In de aangehaalde artikelen wordt aan de raad de mogelijkheid geboden de geheimhouding van stukken op te heffen; stukken die niet perse aan hem behoeven te zijn overgelegd. Het kan dus (zie bijvoorbeeld artikel 86, tweede lid, van de Gemeentewet) gaan om de situatie dat de burgemeester geheimhouding heeft opgelegd ten aanzien van stukken die hij aan de raadscommissie heeft overgelegd. De raadscommissie kan dan aan de raad verzoeken de geheimhouding op te heffen (indien de burgemeester daar niet toe bereid is). In het onderhavige artikel is nu ter zake een overlegverplichting opgenomen waardoor recht wordt gedaan aan het principe van hoor en wederhoor.

 

Hoofdstuk 8 Toehoorders en pers

 

Artikel 48 Toehoorders en pers

Dit artikel behoeft geen toelichting.

 

Artikel 49 Geluid- en beeldregistraties

Dit artikel behoeft geen toelichting.

 

Artikel 50 Maatregelen van orde

De bevoegdheid van de voorzitter de toehoorder die de orde verstoren of alle toehoorders te gelasten te vertrekken, is geregeld in artikel 26 van de Gemeentewet.

 

Hoofdstuk 9 Slotbepalingen

 

Artikel 51 Vervanging burgemeester

In artikel 77, eerste lid, van de Gemeentewet is bepaald dat het oudste raadslid in anciënniteit het raadsvoorzitterschap waarneemt bij verhindering of ontstentenis van de burgemeester.
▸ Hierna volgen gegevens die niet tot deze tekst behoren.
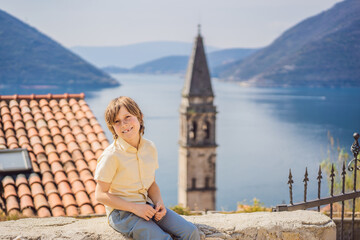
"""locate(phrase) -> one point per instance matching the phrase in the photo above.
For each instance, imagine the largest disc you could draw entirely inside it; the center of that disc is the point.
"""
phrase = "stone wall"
(298, 225)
Als twee raadsleden even lang zitting hebben, is de oudste in jaren degene die het raadsvoorzitterschap waarneemt. De raad heeft ervoor gekozen in een apart besluit de waarneming van het raadsvoorzitterschap te regelen. Ook is afgesproken dat indien de voorzitter als burgemeester inhoudelijk op zijn portefeuilles wordt aangesproken, de waarnemend raadsvoorzitter de leiding van de vergadering overneemt.

 

Artikel 52 Uitleg reglement

Dit artikel behoeft geen toelichting.

 

Artikel 53 Citeertitel

Dit artikel behoeft geen toelichting.

 

Artikel 54 In werking treden

Dit artikel behoeft geen toelichting.